A divider is a series of subtractions and multiplexers that select the value for the next step. If it is done purely combinatorially, then the critical path through all of this logic is quite long (even with carry lookahead on the subtractors) and the clock cycle must be very slow.
But the process is easy to pipeline, and the number of pipeline stages you can use is fairly arbitrary. You could insert a pipeline register after each subtract-mux pair, or you might choose to do two or more subtract-mux stages per pipeline register (two seems to be the default). You could even go so far as to pipeline the subtracts and the muxes separately (or even pipeline within each subtract) in order to get the fastest possible clock speed, but this would be rather extreme.

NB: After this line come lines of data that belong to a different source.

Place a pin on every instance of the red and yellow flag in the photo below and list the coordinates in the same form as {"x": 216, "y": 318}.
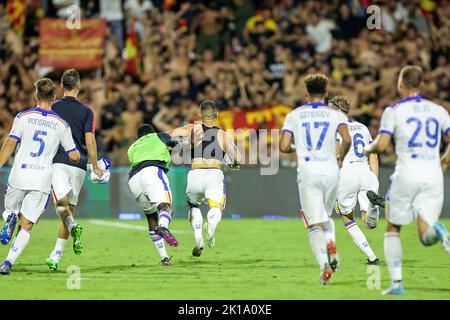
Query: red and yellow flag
{"x": 15, "y": 13}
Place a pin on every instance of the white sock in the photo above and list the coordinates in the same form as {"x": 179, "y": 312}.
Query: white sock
{"x": 329, "y": 229}
{"x": 164, "y": 218}
{"x": 19, "y": 244}
{"x": 214, "y": 217}
{"x": 393, "y": 255}
{"x": 360, "y": 240}
{"x": 158, "y": 241}
{"x": 58, "y": 250}
{"x": 196, "y": 220}
{"x": 318, "y": 243}
{"x": 429, "y": 237}
{"x": 70, "y": 223}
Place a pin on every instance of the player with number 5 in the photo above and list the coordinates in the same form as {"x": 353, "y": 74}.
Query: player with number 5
{"x": 417, "y": 184}
{"x": 38, "y": 132}
{"x": 359, "y": 174}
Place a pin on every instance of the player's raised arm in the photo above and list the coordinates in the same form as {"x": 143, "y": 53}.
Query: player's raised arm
{"x": 69, "y": 146}
{"x": 346, "y": 141}
{"x": 91, "y": 143}
{"x": 445, "y": 160}
{"x": 7, "y": 150}
{"x": 287, "y": 135}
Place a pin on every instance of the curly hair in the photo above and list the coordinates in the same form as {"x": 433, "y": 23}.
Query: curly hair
{"x": 340, "y": 102}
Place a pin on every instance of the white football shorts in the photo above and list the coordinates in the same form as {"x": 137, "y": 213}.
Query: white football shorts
{"x": 317, "y": 196}
{"x": 206, "y": 186}
{"x": 31, "y": 204}
{"x": 407, "y": 198}
{"x": 67, "y": 181}
{"x": 150, "y": 187}
{"x": 353, "y": 186}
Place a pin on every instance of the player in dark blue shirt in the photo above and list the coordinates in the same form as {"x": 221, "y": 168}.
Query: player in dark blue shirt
{"x": 68, "y": 178}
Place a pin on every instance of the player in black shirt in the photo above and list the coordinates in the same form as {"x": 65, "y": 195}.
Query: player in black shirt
{"x": 68, "y": 178}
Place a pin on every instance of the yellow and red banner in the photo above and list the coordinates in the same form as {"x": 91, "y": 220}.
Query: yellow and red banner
{"x": 270, "y": 117}
{"x": 15, "y": 13}
{"x": 62, "y": 47}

The more pipeline registers you use, the shorter the critical path (and the clock period) can be, but you use more resources (the registers). Also, the overall latency goes up, since you need to account for the setup and propagation times of the pipeline registers in the clock period (in addition to the subtract-mux logic delays). This gets multiplied by the number of pipeline stages in order to compute the total latency.
This is why they give you control of this parameter — it's so you can select the correct tradeoff for your particular application.
Note that regardless of the value of this parameter, with this module, you get one result per clock cycle. If you don't need this level of performance, you'd use a different module that computes the quotient serially, one (or possibly more than one) bit at a time.